La capacità di ascolto della crescente insofferenza che il popolo mostra da anni, non solo causata dalla crescita delle diseguaglianze economiche, non solo per il mancato riconoscimento di alcuni diritti, non solo per la perdita di quanto è più fondante esista per la dignità umana ovvero l’aspettativa di un futuro migliore,  ma anche per la frustrazione derivante dal non essere considerati come cittadini  che intendono partecipare alle scelte per il proprio paese, questa capacità di ascolto dunque deciderà della affermazione politica e di conseguenza elettorale del futuro partito della sinistra italiana.

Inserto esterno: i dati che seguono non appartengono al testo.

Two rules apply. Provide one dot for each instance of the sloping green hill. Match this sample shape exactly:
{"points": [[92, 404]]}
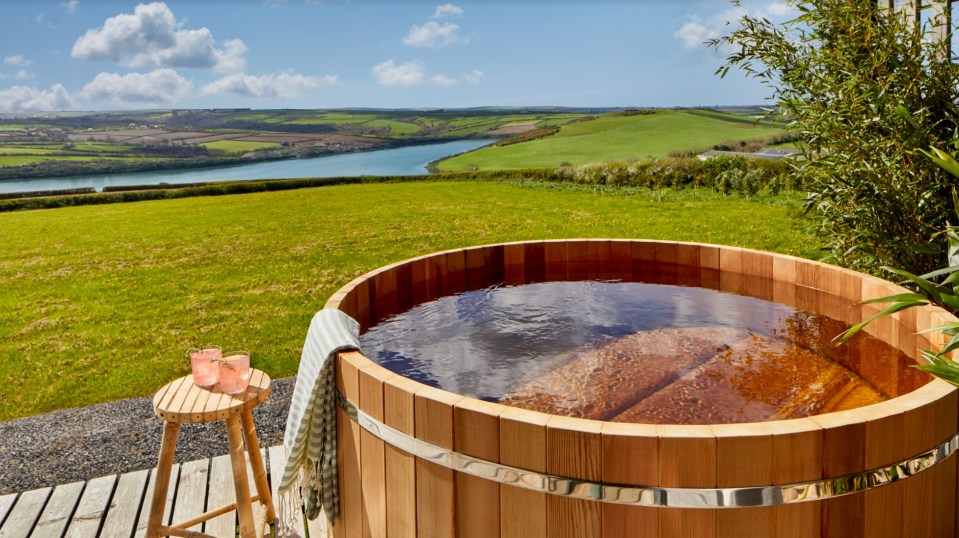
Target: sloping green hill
{"points": [[614, 137]]}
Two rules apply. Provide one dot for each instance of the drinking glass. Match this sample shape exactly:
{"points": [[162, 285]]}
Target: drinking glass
{"points": [[234, 372], [203, 362]]}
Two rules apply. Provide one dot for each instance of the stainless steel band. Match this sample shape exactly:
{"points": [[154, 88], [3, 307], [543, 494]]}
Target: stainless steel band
{"points": [[653, 496]]}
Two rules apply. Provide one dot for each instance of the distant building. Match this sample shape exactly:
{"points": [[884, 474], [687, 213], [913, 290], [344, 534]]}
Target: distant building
{"points": [[766, 153]]}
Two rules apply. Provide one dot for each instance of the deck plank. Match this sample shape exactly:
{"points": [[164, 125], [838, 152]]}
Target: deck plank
{"points": [[23, 516], [56, 515], [221, 492], [125, 506], [277, 456], [191, 491], [92, 507], [6, 503], [171, 493]]}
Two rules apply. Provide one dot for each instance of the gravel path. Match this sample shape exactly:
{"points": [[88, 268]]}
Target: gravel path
{"points": [[117, 437]]}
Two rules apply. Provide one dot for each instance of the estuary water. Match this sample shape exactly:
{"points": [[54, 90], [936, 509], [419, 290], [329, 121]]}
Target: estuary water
{"points": [[405, 161]]}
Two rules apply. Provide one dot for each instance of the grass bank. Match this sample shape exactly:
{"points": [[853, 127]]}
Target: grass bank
{"points": [[98, 302], [614, 137]]}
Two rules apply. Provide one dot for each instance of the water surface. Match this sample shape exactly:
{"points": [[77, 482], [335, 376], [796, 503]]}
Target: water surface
{"points": [[635, 352], [409, 160]]}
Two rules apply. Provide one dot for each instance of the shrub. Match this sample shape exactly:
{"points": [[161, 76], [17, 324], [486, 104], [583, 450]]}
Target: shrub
{"points": [[865, 88]]}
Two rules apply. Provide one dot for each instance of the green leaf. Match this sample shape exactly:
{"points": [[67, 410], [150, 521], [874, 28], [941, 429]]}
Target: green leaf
{"points": [[939, 272], [949, 328], [943, 160], [899, 297], [930, 288], [896, 307]]}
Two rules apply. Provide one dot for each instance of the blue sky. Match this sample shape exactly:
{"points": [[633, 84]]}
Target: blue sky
{"points": [[106, 54]]}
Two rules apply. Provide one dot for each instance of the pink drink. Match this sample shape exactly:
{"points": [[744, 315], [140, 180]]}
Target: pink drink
{"points": [[203, 362], [235, 372]]}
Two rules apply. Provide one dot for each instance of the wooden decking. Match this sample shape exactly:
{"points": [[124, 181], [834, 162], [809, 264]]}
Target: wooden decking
{"points": [[117, 506]]}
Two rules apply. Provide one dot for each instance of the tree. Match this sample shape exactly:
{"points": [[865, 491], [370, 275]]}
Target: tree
{"points": [[866, 88]]}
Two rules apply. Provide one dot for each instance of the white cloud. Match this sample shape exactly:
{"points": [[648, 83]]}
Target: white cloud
{"points": [[442, 81], [151, 36], [29, 99], [17, 60], [330, 80], [283, 86], [695, 35], [780, 10], [474, 77], [698, 29], [42, 19], [390, 74], [447, 10], [433, 34], [158, 87]]}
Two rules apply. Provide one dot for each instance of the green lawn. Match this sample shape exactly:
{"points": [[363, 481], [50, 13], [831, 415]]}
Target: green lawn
{"points": [[99, 302], [11, 160], [237, 146], [611, 137], [26, 150]]}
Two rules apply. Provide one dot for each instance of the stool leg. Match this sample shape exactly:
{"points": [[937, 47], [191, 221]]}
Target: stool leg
{"points": [[241, 484], [162, 481], [256, 461]]}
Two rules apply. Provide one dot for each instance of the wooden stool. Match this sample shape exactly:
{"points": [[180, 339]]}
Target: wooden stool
{"points": [[183, 402]]}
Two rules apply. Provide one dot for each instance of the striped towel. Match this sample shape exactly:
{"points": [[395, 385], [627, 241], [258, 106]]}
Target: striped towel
{"points": [[310, 437]]}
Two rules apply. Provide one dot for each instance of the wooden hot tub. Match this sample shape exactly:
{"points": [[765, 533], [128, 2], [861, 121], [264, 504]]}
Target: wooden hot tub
{"points": [[486, 470]]}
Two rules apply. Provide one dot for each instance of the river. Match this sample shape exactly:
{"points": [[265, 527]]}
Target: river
{"points": [[404, 161]]}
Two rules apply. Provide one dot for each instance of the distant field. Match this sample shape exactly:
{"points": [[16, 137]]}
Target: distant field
{"points": [[237, 146], [99, 303], [26, 150], [611, 137], [12, 160], [395, 127]]}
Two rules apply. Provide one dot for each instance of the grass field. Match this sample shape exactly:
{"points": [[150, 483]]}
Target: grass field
{"points": [[26, 150], [396, 127], [237, 146], [611, 137], [11, 160], [99, 302]]}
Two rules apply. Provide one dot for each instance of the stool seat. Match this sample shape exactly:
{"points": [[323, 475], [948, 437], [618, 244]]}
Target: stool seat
{"points": [[183, 402], [179, 402]]}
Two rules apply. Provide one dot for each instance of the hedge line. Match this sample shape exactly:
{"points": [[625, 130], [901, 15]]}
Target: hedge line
{"points": [[728, 175]]}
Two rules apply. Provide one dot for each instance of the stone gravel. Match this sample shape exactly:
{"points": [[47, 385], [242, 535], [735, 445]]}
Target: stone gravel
{"points": [[78, 444]]}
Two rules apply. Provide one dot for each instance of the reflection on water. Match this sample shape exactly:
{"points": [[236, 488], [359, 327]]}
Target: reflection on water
{"points": [[636, 352], [405, 161]]}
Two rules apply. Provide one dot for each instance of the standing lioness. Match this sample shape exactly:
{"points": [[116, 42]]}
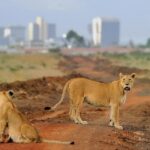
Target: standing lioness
{"points": [[99, 94]]}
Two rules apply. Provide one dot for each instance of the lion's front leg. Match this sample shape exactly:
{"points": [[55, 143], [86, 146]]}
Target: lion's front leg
{"points": [[2, 130], [114, 117]]}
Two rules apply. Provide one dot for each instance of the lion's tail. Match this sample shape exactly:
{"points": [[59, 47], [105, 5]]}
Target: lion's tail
{"points": [[62, 97], [56, 142]]}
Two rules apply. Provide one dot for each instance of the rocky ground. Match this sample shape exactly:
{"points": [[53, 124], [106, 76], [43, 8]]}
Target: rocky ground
{"points": [[34, 97]]}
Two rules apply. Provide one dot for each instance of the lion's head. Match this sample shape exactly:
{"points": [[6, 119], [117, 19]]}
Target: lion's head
{"points": [[127, 81]]}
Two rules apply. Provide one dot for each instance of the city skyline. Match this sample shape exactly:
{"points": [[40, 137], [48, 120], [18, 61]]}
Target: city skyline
{"points": [[75, 14]]}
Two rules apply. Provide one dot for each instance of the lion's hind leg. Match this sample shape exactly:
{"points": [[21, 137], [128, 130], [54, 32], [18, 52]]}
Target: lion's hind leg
{"points": [[75, 106], [2, 130], [29, 133]]}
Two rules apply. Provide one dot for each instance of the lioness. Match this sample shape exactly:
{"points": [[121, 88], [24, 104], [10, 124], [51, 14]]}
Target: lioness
{"points": [[20, 129], [99, 94]]}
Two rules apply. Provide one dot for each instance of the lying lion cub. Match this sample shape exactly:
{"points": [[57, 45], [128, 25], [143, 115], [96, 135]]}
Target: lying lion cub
{"points": [[19, 128], [99, 94]]}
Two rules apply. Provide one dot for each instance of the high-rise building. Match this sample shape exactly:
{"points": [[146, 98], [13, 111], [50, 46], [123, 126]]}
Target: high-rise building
{"points": [[39, 32], [3, 40], [15, 34], [43, 33], [105, 31], [51, 30], [33, 32]]}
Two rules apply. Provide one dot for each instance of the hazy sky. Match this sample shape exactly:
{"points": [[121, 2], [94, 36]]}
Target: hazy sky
{"points": [[134, 15]]}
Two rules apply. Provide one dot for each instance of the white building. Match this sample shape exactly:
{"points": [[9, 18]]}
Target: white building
{"points": [[51, 30], [40, 32], [33, 32], [15, 34], [105, 31], [43, 28]]}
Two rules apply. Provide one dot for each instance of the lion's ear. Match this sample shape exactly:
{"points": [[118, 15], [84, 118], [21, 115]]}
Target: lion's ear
{"points": [[11, 92], [133, 75], [120, 75]]}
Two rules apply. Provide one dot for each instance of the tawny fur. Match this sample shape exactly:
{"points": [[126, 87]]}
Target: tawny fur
{"points": [[20, 130], [111, 94]]}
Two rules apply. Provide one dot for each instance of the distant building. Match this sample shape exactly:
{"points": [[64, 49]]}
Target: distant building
{"points": [[40, 32], [3, 40], [15, 34], [105, 31], [33, 32], [51, 31], [43, 33]]}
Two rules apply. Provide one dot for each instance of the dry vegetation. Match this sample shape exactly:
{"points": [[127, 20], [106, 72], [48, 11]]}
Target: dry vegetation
{"points": [[35, 96]]}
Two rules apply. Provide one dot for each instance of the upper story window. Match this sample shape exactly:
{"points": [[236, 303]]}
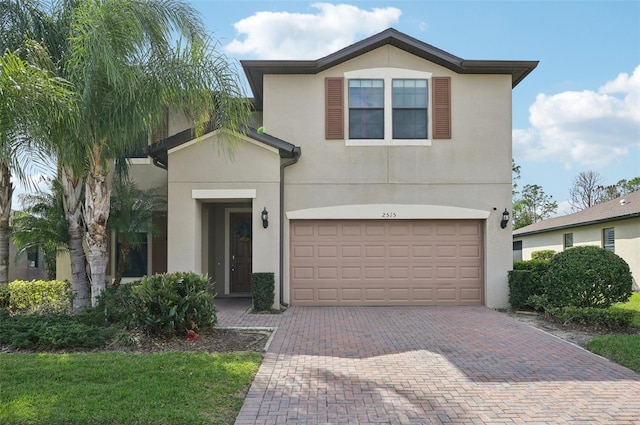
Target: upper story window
{"points": [[609, 239], [409, 109], [388, 106], [366, 109]]}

Presidenza, Segretario e Segreteria dimessi: che ne sarà del PD?  Deve interessare la brace non la cenere. I soggetti in grado di costruire questa nuova realtà politica sono evidentemente già esistenti, non solo nella società civile ma anche all’interno degli stessi partiti che oggi si collocano a sinistra. Essi hanno solo bisogno di liberarsi della vecchia nomenclatura e di buona parte della loro cultura ideologica che li ha formati. La dissoluzione della nomenclatura e delle sue incrostazioni ideologiche sono processi già al lavoro, occorre avere il coraggio di accelerare il fenomeno prendendo atto che l’idea di mantenere all’interno di un Partito Democratico anime e personalità così diverse è sbagliato e che è giunto il momento che le correnti divorzino ed ognuna segua il proprio destino. Non si deve temere la scissione di un partito quanto piuttosto la forzata convivenza in esso di opinioni e visioni tanto diverse.

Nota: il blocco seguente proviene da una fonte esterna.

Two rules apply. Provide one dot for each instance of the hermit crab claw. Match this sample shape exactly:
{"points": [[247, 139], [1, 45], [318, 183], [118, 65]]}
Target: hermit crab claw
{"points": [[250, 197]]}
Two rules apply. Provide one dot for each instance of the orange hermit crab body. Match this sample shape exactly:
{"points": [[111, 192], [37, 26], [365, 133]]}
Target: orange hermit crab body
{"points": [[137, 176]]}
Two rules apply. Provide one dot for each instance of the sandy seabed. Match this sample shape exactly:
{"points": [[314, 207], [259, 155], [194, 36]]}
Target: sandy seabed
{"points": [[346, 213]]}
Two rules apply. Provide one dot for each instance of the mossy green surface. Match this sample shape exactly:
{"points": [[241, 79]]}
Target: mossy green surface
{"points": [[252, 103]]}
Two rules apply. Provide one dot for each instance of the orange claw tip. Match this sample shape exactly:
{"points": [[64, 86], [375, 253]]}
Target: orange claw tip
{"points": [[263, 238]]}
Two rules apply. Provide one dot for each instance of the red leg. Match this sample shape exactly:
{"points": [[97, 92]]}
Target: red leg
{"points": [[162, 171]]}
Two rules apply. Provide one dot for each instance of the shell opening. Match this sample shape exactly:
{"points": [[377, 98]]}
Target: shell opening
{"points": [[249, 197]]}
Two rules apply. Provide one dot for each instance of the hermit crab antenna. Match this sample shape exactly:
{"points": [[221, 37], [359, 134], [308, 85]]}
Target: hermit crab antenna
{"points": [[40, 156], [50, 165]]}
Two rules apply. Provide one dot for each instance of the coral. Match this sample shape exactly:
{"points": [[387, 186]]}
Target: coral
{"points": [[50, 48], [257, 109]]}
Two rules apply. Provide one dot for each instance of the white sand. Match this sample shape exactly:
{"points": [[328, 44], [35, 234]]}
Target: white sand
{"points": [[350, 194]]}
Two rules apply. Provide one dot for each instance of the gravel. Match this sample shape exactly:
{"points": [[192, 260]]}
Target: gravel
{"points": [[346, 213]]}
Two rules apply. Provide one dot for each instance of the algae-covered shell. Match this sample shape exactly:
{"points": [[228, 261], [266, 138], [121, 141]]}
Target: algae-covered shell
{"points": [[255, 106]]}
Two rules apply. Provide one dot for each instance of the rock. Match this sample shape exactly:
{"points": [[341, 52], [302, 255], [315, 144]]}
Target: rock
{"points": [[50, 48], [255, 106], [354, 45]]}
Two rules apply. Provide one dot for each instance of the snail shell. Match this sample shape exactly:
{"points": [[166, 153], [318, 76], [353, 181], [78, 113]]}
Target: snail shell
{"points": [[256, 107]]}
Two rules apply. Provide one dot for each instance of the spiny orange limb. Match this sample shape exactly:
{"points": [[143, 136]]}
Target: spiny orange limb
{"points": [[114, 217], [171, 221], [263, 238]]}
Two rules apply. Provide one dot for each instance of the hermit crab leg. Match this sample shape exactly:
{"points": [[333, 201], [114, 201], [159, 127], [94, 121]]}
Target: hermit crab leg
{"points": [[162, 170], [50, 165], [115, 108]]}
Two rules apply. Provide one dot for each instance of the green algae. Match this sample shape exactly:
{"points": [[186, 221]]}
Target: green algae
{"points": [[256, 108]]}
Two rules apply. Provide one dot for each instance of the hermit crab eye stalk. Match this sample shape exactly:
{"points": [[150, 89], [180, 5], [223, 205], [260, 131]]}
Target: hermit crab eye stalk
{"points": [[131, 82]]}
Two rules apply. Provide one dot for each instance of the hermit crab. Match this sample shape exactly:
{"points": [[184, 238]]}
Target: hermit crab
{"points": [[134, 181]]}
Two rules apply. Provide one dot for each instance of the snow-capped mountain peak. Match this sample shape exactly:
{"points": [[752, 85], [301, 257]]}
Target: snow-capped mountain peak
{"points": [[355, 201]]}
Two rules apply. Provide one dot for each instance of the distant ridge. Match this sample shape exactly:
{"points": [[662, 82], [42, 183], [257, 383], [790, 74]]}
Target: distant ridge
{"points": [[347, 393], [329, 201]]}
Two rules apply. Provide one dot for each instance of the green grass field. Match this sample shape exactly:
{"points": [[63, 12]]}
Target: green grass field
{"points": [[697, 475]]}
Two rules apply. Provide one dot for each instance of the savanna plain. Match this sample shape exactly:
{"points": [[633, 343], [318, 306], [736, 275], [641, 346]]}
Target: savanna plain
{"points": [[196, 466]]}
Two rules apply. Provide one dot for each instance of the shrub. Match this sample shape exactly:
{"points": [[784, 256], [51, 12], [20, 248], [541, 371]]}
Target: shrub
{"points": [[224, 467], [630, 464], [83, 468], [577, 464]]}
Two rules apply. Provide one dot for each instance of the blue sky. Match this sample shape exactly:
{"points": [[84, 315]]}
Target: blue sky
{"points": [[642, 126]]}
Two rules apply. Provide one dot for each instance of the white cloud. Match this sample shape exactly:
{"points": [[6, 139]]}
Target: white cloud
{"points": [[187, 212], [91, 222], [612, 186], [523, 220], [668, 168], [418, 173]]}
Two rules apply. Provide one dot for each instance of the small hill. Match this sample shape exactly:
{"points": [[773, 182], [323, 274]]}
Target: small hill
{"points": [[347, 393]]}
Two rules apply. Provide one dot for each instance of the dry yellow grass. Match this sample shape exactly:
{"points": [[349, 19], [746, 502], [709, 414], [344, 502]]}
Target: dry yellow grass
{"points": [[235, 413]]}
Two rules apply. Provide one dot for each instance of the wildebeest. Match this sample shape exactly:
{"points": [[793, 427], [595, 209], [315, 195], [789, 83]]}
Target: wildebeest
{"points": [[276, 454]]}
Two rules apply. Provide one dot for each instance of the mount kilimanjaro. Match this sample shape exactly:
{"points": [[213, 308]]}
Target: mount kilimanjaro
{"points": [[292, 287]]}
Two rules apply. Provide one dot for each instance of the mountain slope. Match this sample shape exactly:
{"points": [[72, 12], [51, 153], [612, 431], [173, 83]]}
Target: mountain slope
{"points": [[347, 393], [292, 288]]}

Matteo Renzi si liberi e persegua la conquista del centro-sinistra muovendosi tatticamente dalla sinistra ma avendo strategicamente il centro come fine. Quanto alla ricostruzione di un partito della sinistra a Fabrizio Barca l’onere della prova di realizzare un partito nuovo per un buon governo con a fianco Nichi Vendola, emendato dall’errore commesso di essersi separato dal PD avendo così consentito a Renzi di proporsi come il riformatore. Con la consapevolezza che quando la testa (Barca) si mantiene troppo a lungo  separata dal cuore (Vendola) è la pancia a prendere il sopravvento (il populismo di destra).

Siamo giunti a condizioni di precarietà del nostro regime democratico, analoghe a quelle che caratterizzarono la sua nascita nel dopo guerra: abbiamo per ciò bisogno di una nuova Assemblea Costituente che sia promossa dal nuovo partito della sinistra e da questo ispirata.